Acre aurait pu rester un comptoir reliant les deux mondes, pour le plus grand profit des marchands des deux camps, mais l’extrémisme de certains Croisés fraîchement débarqués rallume la guerre. Le sultan Qalaoun règle la question, et Acre tombe en 1291. Les Franjs ne sont pas loin (notamment à Chypre), mais ne redébarqueront jamais en Terre Sainte.

Épilogue

La victoire des Musulmans sur les Croisés ne semble que le début d’une longue marche victorieuse poursuivie par les Turcs ottomans, dont l’Empire s’enfonce par la suite en Europe jusque Vienne en 1529.

Paradoxalement, les Arabes du Moyen-Orient ne sont jamais vraiment les acteurs de cette période, pendant ou après les Croisades : Turcs, Kurdes, Mongols, Tatars, Arméniens... fournissent les élites dirigeantes. Les instables royaumes arabes ou turcs ne leur permettent pas non plus d’être maîtres de leur destin. Le problème est toujours d’actualité... Pendant que l’Occident tire parti des contacts avec les Arabes, ceux-ci se recroquevillent, et continuent encore à parler d’une histoire terminée depuis sept siècles[6].

Notes

[1] Comme quoi ils s’intégraient parfaitement à la région...

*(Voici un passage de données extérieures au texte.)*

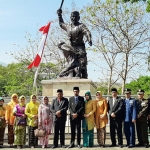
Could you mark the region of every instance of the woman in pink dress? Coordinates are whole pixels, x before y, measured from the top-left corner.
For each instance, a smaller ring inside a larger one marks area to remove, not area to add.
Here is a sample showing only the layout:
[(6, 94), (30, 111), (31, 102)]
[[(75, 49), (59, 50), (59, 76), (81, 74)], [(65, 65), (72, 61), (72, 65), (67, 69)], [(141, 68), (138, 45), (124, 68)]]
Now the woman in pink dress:
[(49, 135), (51, 134), (51, 129), (53, 125), (53, 115), (50, 110), (51, 105), (48, 104), (48, 102), (49, 99), (47, 96), (45, 96), (38, 109), (39, 128), (42, 128), (46, 131), (45, 136), (39, 138), (42, 148), (46, 148), (48, 145)]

[2] Saint-Louis tente lors de la Septième Croisade de prendre l’Égypte ; il y laisse son armée.

[3] Ce nom est francisé, l’arabe serait plus proche de Nour ad-Din. Ne soyons pas trop puriste, la francisation des noms est inévitable, surtout à propos de personnages historiques, notamment quand l’alphabet n’est pas le même. On dit bien « Léonard de Vinci » pour « Leonardo da Vinci », « Saladin » pour « Salâh Ad-Dîn », et « Clovis » ou « Louis » pour quelque chose en réalité plus proche de « Chlodwig ».

[4] Dans la plus pure tradition chevaleresque, c’est-à-dire en s’échangeant cadeaux et médecin entre rois, pendant que leurs troupes se charcutent mutuellement.

[5] Comme quoi rien ne change sous le soleil de Palestine.

[6] Et que George Bush parle volontiers de croisade est très mal reçu notamment à cause de ce contexte.